C’est à partir du dixième chapitre, « Bienheureuses temporisations », que mon attention redouble : en effet, toutes les hypothèses avancées par l’auteur sont thématisées dans mes propres travaux de recherche, de la capacité d’un écrivain à réenchanter le monde en jouant avec la « féerie inépuisable du réel » qui se trouve toujours sous nos yeux (et pas à l’autre bout du monde), à la « jubilation extratemporelle » que certaines sensations peuvent permettre en nous, unissant instant et éternité au nez et à la barbe du « temps trivial », en passant par le rôle essentiel de la photographie dans ce processus de réappropriation du réel et d’apprentissage du « voir ». Dans tout cela, point d’étonnement quand apparaît la figure de Sylvain Tesson à la centième page, qui hantait notre esprit depuis les premières lignes et se révélait la référence à établir explicitement avec Denis Grozdanovitch : les deux hommes se connaissent-ils ?
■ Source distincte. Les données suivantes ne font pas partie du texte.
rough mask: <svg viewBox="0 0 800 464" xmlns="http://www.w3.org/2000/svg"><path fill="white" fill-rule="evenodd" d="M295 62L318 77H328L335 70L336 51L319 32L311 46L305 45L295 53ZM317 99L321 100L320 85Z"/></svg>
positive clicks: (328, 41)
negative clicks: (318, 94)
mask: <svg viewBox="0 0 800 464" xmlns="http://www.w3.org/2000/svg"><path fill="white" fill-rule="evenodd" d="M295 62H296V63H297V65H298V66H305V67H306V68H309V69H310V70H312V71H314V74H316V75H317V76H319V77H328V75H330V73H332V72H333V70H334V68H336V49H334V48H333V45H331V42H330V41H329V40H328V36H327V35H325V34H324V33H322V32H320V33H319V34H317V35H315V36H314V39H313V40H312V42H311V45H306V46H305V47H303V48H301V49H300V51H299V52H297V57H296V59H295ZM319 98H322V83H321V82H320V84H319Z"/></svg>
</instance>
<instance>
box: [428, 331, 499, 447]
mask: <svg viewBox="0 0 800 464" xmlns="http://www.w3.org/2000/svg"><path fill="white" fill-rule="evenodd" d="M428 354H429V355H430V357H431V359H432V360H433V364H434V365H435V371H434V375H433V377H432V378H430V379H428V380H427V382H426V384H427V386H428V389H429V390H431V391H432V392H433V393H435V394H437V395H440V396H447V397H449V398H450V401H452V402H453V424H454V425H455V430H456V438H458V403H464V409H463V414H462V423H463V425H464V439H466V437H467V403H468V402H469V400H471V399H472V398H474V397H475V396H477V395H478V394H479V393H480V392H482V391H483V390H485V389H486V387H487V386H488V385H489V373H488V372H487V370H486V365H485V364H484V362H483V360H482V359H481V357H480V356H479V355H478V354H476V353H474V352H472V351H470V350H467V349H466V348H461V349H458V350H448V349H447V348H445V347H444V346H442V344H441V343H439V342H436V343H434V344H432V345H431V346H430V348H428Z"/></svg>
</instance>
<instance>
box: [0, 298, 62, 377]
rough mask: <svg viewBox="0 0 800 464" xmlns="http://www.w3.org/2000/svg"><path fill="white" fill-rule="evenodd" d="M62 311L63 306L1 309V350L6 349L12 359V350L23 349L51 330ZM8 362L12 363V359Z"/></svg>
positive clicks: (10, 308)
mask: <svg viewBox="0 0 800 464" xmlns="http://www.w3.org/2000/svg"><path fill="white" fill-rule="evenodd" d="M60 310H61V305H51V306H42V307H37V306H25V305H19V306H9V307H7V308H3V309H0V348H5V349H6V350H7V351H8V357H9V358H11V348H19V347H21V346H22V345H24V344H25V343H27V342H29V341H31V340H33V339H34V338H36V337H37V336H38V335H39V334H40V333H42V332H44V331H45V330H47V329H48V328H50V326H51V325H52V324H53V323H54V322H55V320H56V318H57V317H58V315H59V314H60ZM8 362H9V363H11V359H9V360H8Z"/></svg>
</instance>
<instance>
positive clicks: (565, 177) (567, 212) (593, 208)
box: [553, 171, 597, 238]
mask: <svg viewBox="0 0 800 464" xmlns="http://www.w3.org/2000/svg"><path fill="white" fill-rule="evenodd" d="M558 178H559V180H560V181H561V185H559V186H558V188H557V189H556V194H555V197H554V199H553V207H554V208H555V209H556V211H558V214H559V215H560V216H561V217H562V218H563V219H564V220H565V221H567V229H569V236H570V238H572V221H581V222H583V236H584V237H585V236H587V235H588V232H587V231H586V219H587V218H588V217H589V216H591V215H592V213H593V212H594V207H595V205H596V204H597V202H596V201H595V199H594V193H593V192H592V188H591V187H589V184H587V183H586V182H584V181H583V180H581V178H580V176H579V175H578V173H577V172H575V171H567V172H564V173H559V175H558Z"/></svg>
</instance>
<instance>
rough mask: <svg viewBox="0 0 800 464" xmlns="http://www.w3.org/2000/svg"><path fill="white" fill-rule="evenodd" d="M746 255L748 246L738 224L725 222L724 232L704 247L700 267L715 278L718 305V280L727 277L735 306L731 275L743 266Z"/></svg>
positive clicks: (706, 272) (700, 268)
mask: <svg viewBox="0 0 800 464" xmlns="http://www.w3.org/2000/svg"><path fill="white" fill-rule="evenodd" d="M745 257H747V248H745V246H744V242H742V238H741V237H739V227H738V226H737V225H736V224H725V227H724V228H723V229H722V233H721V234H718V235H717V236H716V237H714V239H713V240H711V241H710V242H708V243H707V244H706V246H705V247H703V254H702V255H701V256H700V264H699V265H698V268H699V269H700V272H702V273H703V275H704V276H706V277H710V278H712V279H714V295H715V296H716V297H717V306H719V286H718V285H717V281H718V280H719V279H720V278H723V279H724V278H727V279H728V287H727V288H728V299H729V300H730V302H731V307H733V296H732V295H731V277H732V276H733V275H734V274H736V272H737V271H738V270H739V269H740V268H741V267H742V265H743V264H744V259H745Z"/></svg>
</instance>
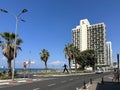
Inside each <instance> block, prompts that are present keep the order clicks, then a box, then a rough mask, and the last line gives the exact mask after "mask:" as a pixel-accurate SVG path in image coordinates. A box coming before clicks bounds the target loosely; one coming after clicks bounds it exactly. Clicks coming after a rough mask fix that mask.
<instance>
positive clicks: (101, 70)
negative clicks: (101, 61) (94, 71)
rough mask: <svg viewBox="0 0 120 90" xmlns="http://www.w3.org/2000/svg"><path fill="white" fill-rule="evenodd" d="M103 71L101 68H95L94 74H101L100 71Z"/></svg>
mask: <svg viewBox="0 0 120 90" xmlns="http://www.w3.org/2000/svg"><path fill="white" fill-rule="evenodd" d="M103 72H104V71H103V70H102V69H97V70H96V71H95V73H96V74H101V73H103Z"/></svg>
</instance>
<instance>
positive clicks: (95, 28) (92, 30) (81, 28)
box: [72, 19, 107, 66]
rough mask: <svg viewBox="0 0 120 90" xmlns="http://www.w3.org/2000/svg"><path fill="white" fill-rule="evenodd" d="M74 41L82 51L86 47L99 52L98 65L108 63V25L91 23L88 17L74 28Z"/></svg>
mask: <svg viewBox="0 0 120 90" xmlns="http://www.w3.org/2000/svg"><path fill="white" fill-rule="evenodd" d="M72 43H73V44H74V46H76V47H78V48H79V50H80V51H84V50H86V49H93V50H95V51H96V53H97V65H98V66H105V65H107V61H106V26H105V24H104V23H98V24H93V25H90V23H89V21H88V20H87V19H84V20H80V25H79V26H76V28H74V29H72Z"/></svg>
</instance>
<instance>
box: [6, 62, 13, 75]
mask: <svg viewBox="0 0 120 90" xmlns="http://www.w3.org/2000/svg"><path fill="white" fill-rule="evenodd" d="M7 63H8V76H9V77H11V76H12V68H11V60H8V61H7Z"/></svg>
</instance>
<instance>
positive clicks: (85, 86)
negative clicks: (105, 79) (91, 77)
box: [83, 81, 86, 89]
mask: <svg viewBox="0 0 120 90" xmlns="http://www.w3.org/2000/svg"><path fill="white" fill-rule="evenodd" d="M83 84H84V87H83V89H86V83H85V81H84V82H83Z"/></svg>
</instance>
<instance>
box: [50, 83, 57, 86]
mask: <svg viewBox="0 0 120 90" xmlns="http://www.w3.org/2000/svg"><path fill="white" fill-rule="evenodd" d="M54 85H56V83H53V84H49V85H48V86H49V87H50V86H54Z"/></svg>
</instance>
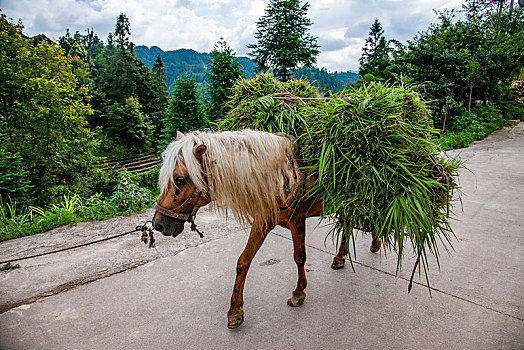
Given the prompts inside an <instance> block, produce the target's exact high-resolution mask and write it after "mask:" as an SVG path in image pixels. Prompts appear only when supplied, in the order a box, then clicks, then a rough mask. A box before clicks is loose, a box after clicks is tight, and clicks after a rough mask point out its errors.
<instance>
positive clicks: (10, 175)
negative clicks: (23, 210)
mask: <svg viewBox="0 0 524 350" xmlns="http://www.w3.org/2000/svg"><path fill="white" fill-rule="evenodd" d="M28 174H29V172H27V171H26V170H24V168H23V161H22V158H21V157H20V155H19V154H18V153H14V154H13V153H11V152H9V151H7V150H5V149H4V148H3V147H0V198H4V199H5V198H12V199H14V200H16V201H18V202H19V203H22V202H27V201H28V199H27V195H28V191H29V190H30V189H31V181H30V180H29V177H28Z"/></svg>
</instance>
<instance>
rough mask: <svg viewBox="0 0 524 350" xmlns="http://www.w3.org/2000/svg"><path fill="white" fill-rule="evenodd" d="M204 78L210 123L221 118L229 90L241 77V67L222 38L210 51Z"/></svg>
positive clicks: (226, 100) (230, 91) (207, 105)
mask: <svg viewBox="0 0 524 350" xmlns="http://www.w3.org/2000/svg"><path fill="white" fill-rule="evenodd" d="M210 56H211V60H210V62H209V65H208V68H207V71H206V76H207V79H208V81H209V85H208V86H207V92H208V96H209V101H208V104H207V115H208V118H209V120H210V121H214V120H216V119H220V118H222V117H223V116H224V115H225V113H224V110H223V108H224V103H225V102H226V101H227V98H228V96H230V95H231V88H232V87H233V85H234V83H235V81H236V80H238V79H240V78H241V77H242V71H243V69H242V65H241V64H240V62H239V61H238V59H237V58H236V57H235V52H234V51H233V50H232V49H231V48H230V47H229V45H228V44H227V42H226V41H225V40H224V38H220V41H218V43H217V44H215V46H214V48H213V51H211V54H210Z"/></svg>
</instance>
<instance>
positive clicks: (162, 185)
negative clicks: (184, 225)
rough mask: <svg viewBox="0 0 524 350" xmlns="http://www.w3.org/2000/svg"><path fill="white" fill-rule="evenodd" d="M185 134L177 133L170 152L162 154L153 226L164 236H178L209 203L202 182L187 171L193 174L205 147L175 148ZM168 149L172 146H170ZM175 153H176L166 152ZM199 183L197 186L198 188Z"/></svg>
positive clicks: (170, 145)
mask: <svg viewBox="0 0 524 350" xmlns="http://www.w3.org/2000/svg"><path fill="white" fill-rule="evenodd" d="M183 136H184V135H183V134H182V133H180V132H177V138H176V141H175V144H174V146H179V147H172V148H171V149H170V148H169V146H168V149H167V150H166V152H164V163H163V164H162V168H161V170H160V177H159V184H160V191H161V193H160V196H159V197H158V200H157V204H156V206H155V209H156V211H155V215H154V217H153V227H154V228H155V230H157V231H160V232H161V233H162V234H163V235H164V236H173V237H176V236H178V235H179V234H180V233H181V232H182V231H183V230H184V224H185V222H186V221H190V222H192V220H193V217H194V215H195V214H196V212H197V210H198V208H200V207H201V206H204V205H206V204H208V203H209V202H210V197H209V194H208V192H207V191H206V190H205V189H204V188H203V186H202V181H201V180H200V183H199V182H198V180H197V179H194V178H192V176H191V174H190V172H192V171H193V172H194V171H195V170H194V168H195V165H196V167H198V166H200V168H199V169H200V172H201V162H202V156H203V155H204V153H205V152H206V149H207V148H206V146H205V145H197V144H192V145H190V147H192V148H190V149H189V150H188V148H187V147H186V149H185V150H184V148H183V146H181V145H176V143H177V142H181V138H182V137H183ZM170 146H171V145H170ZM169 150H174V151H175V152H174V153H176V154H172V152H171V153H170V152H168V151H169ZM189 157H194V159H191V160H190V162H192V164H193V165H192V166H189V164H186V163H188V162H186V161H185V158H189ZM199 184H200V186H199Z"/></svg>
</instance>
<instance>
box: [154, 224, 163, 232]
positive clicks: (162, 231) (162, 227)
mask: <svg viewBox="0 0 524 350" xmlns="http://www.w3.org/2000/svg"><path fill="white" fill-rule="evenodd" d="M154 226H155V230H157V231H160V232H164V225H162V224H161V223H158V222H155V224H154Z"/></svg>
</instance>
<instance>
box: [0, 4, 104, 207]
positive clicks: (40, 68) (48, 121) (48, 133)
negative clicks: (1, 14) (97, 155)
mask: <svg viewBox="0 0 524 350" xmlns="http://www.w3.org/2000/svg"><path fill="white" fill-rule="evenodd" d="M21 31H22V26H21V25H14V24H12V23H9V22H8V21H7V20H6V19H5V16H4V15H3V14H2V15H1V18H0V81H1V84H0V105H2V115H1V119H2V120H1V123H2V125H3V126H4V129H3V132H2V134H1V135H0V137H1V140H0V141H1V143H2V148H3V149H5V151H7V152H10V153H11V154H15V153H16V154H18V156H19V157H20V158H21V159H22V160H23V170H24V171H27V172H28V173H29V179H30V180H31V185H32V186H33V191H34V193H33V194H32V196H33V198H35V197H36V198H39V199H40V200H44V201H47V200H48V199H49V197H50V196H51V195H52V194H53V191H52V188H53V187H56V186H59V185H60V184H63V183H64V182H65V183H77V182H78V181H80V179H81V178H82V177H84V176H87V175H88V174H90V173H91V171H92V170H93V167H94V163H95V161H96V158H95V157H94V152H95V148H96V140H95V139H94V137H93V133H92V132H90V130H89V129H88V128H87V123H86V121H85V119H84V118H85V116H87V115H89V114H91V113H92V110H91V109H90V107H89V106H88V105H86V103H85V101H86V99H87V97H86V95H87V87H86V86H81V85H78V83H77V79H76V76H75V73H74V70H73V66H72V64H71V62H70V60H69V59H68V58H67V57H65V56H64V55H63V54H62V49H60V48H59V47H56V46H55V45H52V44H48V43H47V42H42V43H41V44H39V45H37V46H34V45H33V43H32V42H31V41H29V40H26V39H23V37H22V33H21Z"/></svg>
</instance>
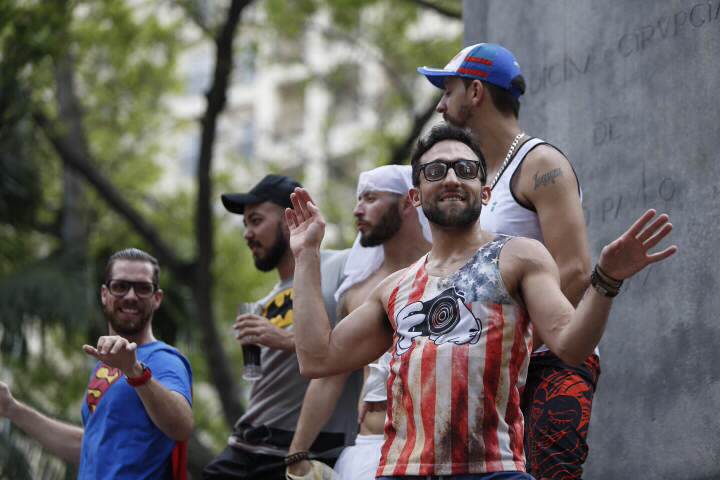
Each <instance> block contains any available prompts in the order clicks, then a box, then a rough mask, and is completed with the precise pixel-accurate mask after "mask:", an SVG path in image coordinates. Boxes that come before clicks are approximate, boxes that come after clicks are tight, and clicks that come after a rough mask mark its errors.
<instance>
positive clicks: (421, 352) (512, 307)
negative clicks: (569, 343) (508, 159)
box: [377, 235, 532, 476]
mask: <svg viewBox="0 0 720 480" xmlns="http://www.w3.org/2000/svg"><path fill="white" fill-rule="evenodd" d="M511 239H512V237H509V236H506V235H498V236H496V237H495V238H494V239H493V240H492V241H490V242H488V243H487V244H485V245H483V246H482V247H481V248H480V249H478V251H477V252H475V254H474V255H473V256H472V258H470V259H469V260H468V262H467V263H466V264H465V265H463V266H462V267H461V268H460V269H459V270H458V271H457V272H455V273H454V274H452V275H449V276H447V277H437V276H430V275H428V273H427V270H426V268H425V264H426V262H427V256H425V257H423V258H421V259H420V260H418V261H417V262H416V263H415V264H413V265H412V266H411V267H409V268H408V269H407V270H406V273H405V275H404V276H403V278H401V279H400V280H399V281H398V283H397V284H396V286H395V287H394V289H393V291H392V293H391V295H390V297H389V299H388V318H389V319H390V321H391V324H392V326H393V328H394V330H395V337H394V345H393V349H392V350H391V352H392V359H391V362H390V375H389V377H388V381H387V393H388V410H387V418H386V422H385V442H384V444H383V447H382V452H381V461H380V465H379V467H378V470H377V475H379V476H403V475H461V474H474V473H485V472H495V471H523V470H524V465H525V459H524V454H523V425H522V414H521V412H520V394H519V391H520V389H522V387H523V386H524V383H525V378H526V375H527V365H528V361H529V357H530V346H531V343H532V339H531V335H530V319H529V317H528V315H527V312H526V311H525V309H524V308H523V307H522V306H521V305H519V304H518V303H516V302H515V301H514V300H513V299H512V297H510V295H509V293H508V291H507V288H506V286H505V283H504V282H503V280H502V277H501V274H500V269H499V257H500V252H501V250H502V248H503V246H504V245H505V244H506V243H507V242H508V241H510V240H511Z"/></svg>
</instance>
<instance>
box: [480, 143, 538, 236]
mask: <svg viewBox="0 0 720 480" xmlns="http://www.w3.org/2000/svg"><path fill="white" fill-rule="evenodd" d="M544 143H546V142H545V141H543V140H540V139H539V138H531V139H530V140H528V141H527V142H525V143H523V144H522V145H521V146H520V148H519V149H518V150H517V152H515V155H514V156H513V158H512V159H511V161H510V163H509V164H508V166H507V167H506V168H505V171H503V172H502V173H501V174H500V178H499V179H498V181H497V183H496V184H495V187H493V191H492V194H491V195H490V204H488V205H487V206H483V208H482V210H481V211H480V226H481V227H482V229H483V230H485V231H488V232H491V233H502V234H504V235H512V236H516V237H529V238H534V239H535V240H538V241H540V242H543V236H542V231H541V230H540V221H539V220H538V216H537V213H535V212H534V211H533V210H530V209H528V208H527V207H525V206H523V205H521V204H520V202H518V201H517V199H516V198H515V197H514V196H513V193H512V191H511V190H510V180H511V179H512V177H513V174H514V173H515V171H516V170H517V169H518V167H519V166H520V165H522V162H523V160H525V156H526V155H527V154H528V152H530V150H532V149H533V148H535V147H536V146H538V145H540V144H544ZM543 243H544V242H543Z"/></svg>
Si le dernier chapitre retrouve le ton des débuts, en restituant quelques expériences singulières nées de déambulations personnelles (on souhaiterait que l’auteur, ayant pensé le Temps, se mette désormais à interroger l’Espace !), il se trouve également teinté d’un certain pessimisme. La leçon de vie des dernières pages ‒ « vivre jusqu’au bout dans l’espérance » et cela même si le monde s’écroule ‒, reste un mode d’être-au-monde que ne semble pas assumer entièrement Denis Grozdanovitch (et ce même s’il s’agit d’un impératif catégorique paternel). Car voilà : les temps ont changé… Cependant, l’auteur n’est pas encore tombé, malgré quelques accents douloureusement prophétiques délivrés par Wittgenstein, Morand, Duval ou Axelos, dans le cynisme intellectuel et la pensée à suicides de certains auteurs contemporains. Même si le monde « comme il va » depuis quelque temps ne semble plus à même d’être « cern[é] poétiquement », que Denis Grozdanovitch poursuive ses rêveries scripturales et ses notes carnétistes pour nous livrer encore, dans ses traités hétérodoxes, une pensée en tous points libre et rénovatrice.